Over the last four years this Ogden-based company has become a worldwide brand that is being ridden by some of the best cyclists in the world. ENVE moved into its current building in 2011; within the past six months, it has expanded to include two additional bays, where it manufactures and tests bicycle equipment. ENVE anticipates outgrowing its current space within the next 12 months.
But one thing is certain: When the company moves to their new location, it will remain in Utah. It enjoys a valuable partnership with the City of Ogden, and the company sees doing business in Utah as positioning its brand within the cycling community at a higher level.
“Utah is favorable from a business standpoint, but it’s also favorable in terms of the outdoor recreational focus,” says Sarah Lehman, Enve CEO. “We’re a bike company. It makes a lot of sense to be here surrounded by our peers.”

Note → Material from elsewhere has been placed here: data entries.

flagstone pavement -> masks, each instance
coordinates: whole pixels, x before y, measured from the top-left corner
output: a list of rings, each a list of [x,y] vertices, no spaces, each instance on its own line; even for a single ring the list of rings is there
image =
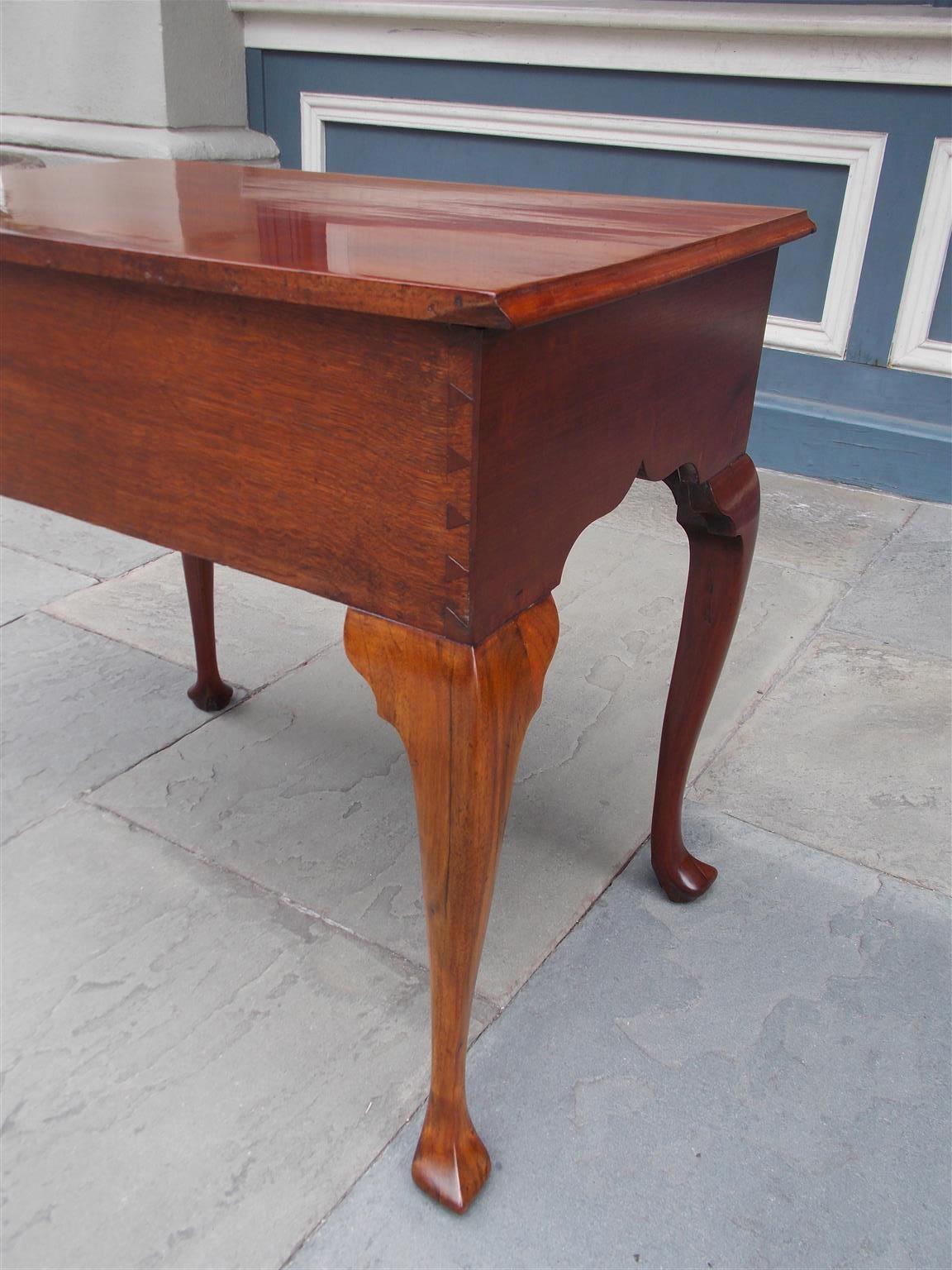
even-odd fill
[[[579,540],[486,940],[463,1218],[413,1186],[413,791],[343,610],[3,504],[5,1270],[947,1270],[949,509],[763,474],[685,813],[646,839],[687,545]]]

The State of Utah is facilitating ENVE’s growth by offering a post-performance tax incentive, tied to creating new jobs, and connecting them with Weber State University’s design innovation team for advanced R&D. The results have been promising as ENVE continues to outperform the market.
When Lehman sees how effectively Utah partners with her business at the state and local level, it is enough to convince her that there is no better place for ENVE to do business. “There’s no bureaucracy,” she says. “There’s no red tape. There’s just a group of individuals who are here trying to improve the workforce and the economic conditions that allow businesses such as ENVE to thrive.”
It is exactly those conditions that make Utah a destination for tourists and businesses alike. There is no such thing as roughing it for outdoor products companies that choose to set up shop in the Beehive State.